Ética & sociedad San Francisco exige a Apple y Google eliminar apps que crean desnudos falsos con IA
El fiscal de San Francisco exige retirar 13 apps de 'nudificación' de las tiendas. Un estudio revela que el 80% de las apps de intercambio de caras carecen de filtros de seguridad. ¿Qué implica para América Latina?
El fiscal general de San Francisco, David Chiu, envió esta semana cartas de cese y desistimiento a Apple y Google para que eliminen 13 aplicaciones de 'nudificación' de sus tiendas, según reportó Wired. Estas apps permiten convertir fotos cotidianas de personas reales en imágenes explícitas usando inteligencia artificial, una práctica que ya ha provocado episodios de acoso, extorsión y violencia de género en escuelas y comunidades.
La acción de Chiu se apoya en la legislación californiana que prohíbe servicios facilitadores de pornografía deepfake. Pero el problema no se limita a esas 13 apps. Un estudio sistemático realizado por investigadores de Cornell y Georgetown analizó 420 aplicaciones de intercambio de caras (face swap) en iOS y Android, y encontró que el 70% de ellas no implementa ninguna salvaguarda técnica para impedir la creación de imágenes íntimas no consentidas. En la App Store de Apple, la cifra alcanza el 80%; en Google Play, el 59%. Además, el 68,3% de estas apps incluyen funciones adicionales como conversión de imagen a video o síntesis de voz, lo que amplía las posibilidades de abuso.
Estas herramientas, que antes requerían conocimientos técnicos avanzados, hoy están al alcance de cualquier usuario sin habilidades de programación. Según el Family Online Safety Institute, generar una imagen manipulada puede costar desde 0,31 dólares por foto. La facilidad de uso y el bajo costo han disparado los incidentes: en diciembre de 2026, el modelo Grok de X permitió 'desnudar' imágenes de mujeres publicadas en la plataforma, alcanzando un pico estimado de 6.700 generaciones de contenido íntimo no consentido por hora antes de que la función fuera limitada mediante un muro de pago.
Para América Latina, el escenario es particularmente delicado. La regulación sobre deepfakes y contenido íntimo no consentido es aún fragmentada o inexistente en la mayoría de los países de la región. Brasil cuenta con la Ley 13.718/2018 que tipifica la divulgación de contenido íntimo sin consentimiento, pero no cubre específicamente la creación sintética. México ha avanzado con reformas al Código Penal Federal en 2024 que penalizan la creación y distribución de deepfakes sexuales, pero la implementación local es desigual. Argentina, Colombia y Chile carecen de leyes específicas. Esto crea un vacío que los operadores de plataformas y las empresas que integran IA en sus productos deben considerar seriamente.
Los investigadores de Cornell advierten que las políticas de las tiendas de aplicaciones han sido reactivas: eliminan apps cuando reciben atención mediática, pero no realizan auditorías sistemáticas previas.

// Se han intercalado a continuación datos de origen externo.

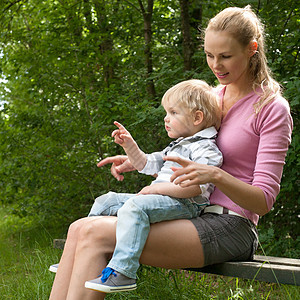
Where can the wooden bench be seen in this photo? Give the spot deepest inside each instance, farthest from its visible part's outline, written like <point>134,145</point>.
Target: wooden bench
<point>262,268</point>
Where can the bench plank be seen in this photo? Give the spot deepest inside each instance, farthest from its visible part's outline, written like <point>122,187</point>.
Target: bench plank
<point>262,268</point>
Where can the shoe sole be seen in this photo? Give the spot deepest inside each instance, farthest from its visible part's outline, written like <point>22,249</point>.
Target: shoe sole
<point>109,289</point>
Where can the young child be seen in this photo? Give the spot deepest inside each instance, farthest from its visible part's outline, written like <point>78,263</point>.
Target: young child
<point>192,116</point>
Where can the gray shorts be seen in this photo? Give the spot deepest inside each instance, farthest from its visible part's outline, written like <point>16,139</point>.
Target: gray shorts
<point>226,238</point>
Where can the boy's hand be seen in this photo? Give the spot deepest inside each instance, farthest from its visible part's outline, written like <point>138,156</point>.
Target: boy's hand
<point>149,189</point>
<point>122,136</point>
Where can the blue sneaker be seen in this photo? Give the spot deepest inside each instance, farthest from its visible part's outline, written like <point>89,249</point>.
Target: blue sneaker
<point>111,281</point>
<point>53,268</point>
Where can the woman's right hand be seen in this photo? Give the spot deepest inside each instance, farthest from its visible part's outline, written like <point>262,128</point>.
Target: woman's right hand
<point>191,173</point>
<point>120,164</point>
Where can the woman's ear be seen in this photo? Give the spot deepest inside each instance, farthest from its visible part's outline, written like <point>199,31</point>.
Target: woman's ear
<point>198,117</point>
<point>252,48</point>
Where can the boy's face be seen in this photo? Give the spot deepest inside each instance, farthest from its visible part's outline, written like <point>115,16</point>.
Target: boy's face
<point>178,120</point>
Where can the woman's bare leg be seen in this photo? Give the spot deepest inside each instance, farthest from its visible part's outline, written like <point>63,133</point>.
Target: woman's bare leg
<point>63,276</point>
<point>171,244</point>
<point>95,245</point>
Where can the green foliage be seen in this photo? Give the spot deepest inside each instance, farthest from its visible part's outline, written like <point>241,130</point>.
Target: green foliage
<point>73,67</point>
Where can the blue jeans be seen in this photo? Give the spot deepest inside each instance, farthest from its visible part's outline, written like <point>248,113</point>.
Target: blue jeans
<point>135,214</point>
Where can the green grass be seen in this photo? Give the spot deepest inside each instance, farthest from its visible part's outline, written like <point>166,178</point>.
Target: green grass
<point>26,253</point>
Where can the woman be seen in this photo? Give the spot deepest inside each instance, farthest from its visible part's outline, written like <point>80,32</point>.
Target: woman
<point>254,137</point>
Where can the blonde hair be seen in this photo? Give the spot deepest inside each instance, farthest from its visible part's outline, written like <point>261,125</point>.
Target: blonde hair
<point>196,95</point>
<point>246,27</point>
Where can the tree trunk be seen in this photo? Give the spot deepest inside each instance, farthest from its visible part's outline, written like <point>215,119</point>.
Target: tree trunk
<point>147,15</point>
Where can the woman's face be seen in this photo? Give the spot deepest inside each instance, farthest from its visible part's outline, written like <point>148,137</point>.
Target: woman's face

En su evaluación, ninguna de las apps analizadas se describía a sí misma como herramienta de 'nudificación', y la mayoría de los términos de servicio no prohibían explícitamente la creación de contenido no consentido. Esto significa que una app con apariencia lúdica —intercambiar caras para fotos divertidas— puede ser utilizada como arma de abuso sin que el desarrollador ni la plataforma asuman responsabilidad.
Para los ejecutivos latinoamericanos, la lección es doble. Por un lado, quienes desarrollan o distribuyen aplicaciones con funciones de edición de imágenes deben implementar filtros de seguridad desde el diseño, no a posteriori. El estudio muestra que es técnicamente viable detectar y bloquear intercambios de caras en cuerpos desnudos, pero pocas apps lo hacen. Por otro lado, las empresas que utilizan plataformas de terceros —por ejemplo, para moderación de contenido o generación de avatares— deben auditar qué salvaguardas existen y qué dice la letra pequeña de los términos de servicio.
El riesgo reputacional y legal es concreto. En EE.UU., propuestas como la TAKE IT DOWN Act y la DEFIANCE Act buscan establecer mecanismos rápidos de eliminación cross-platform y responsabilizar a los desarrolladores. Aunque estas leyes son estadounidenses, su lógica podría influir en futuras regulaciones latinoamericanas o en políticas globales de Apple y Google que afecten a los usuarios de la región.
La pregunta que queda abierta es si los ecosistemas digitales en América Latina están preparados para un escenario donde cualquier persona con un teléfono puede generar una imagen íntima falsa de otra sin su consentimiento, y donde las consecuencias —desde el suicidio hasta el linchamiento digital— ya no son hipotéticas. Las empresas que no tomen esto en serio hoy podrían enfrentar no solo multas, sino una pérdida de confianza difícil de recuperar.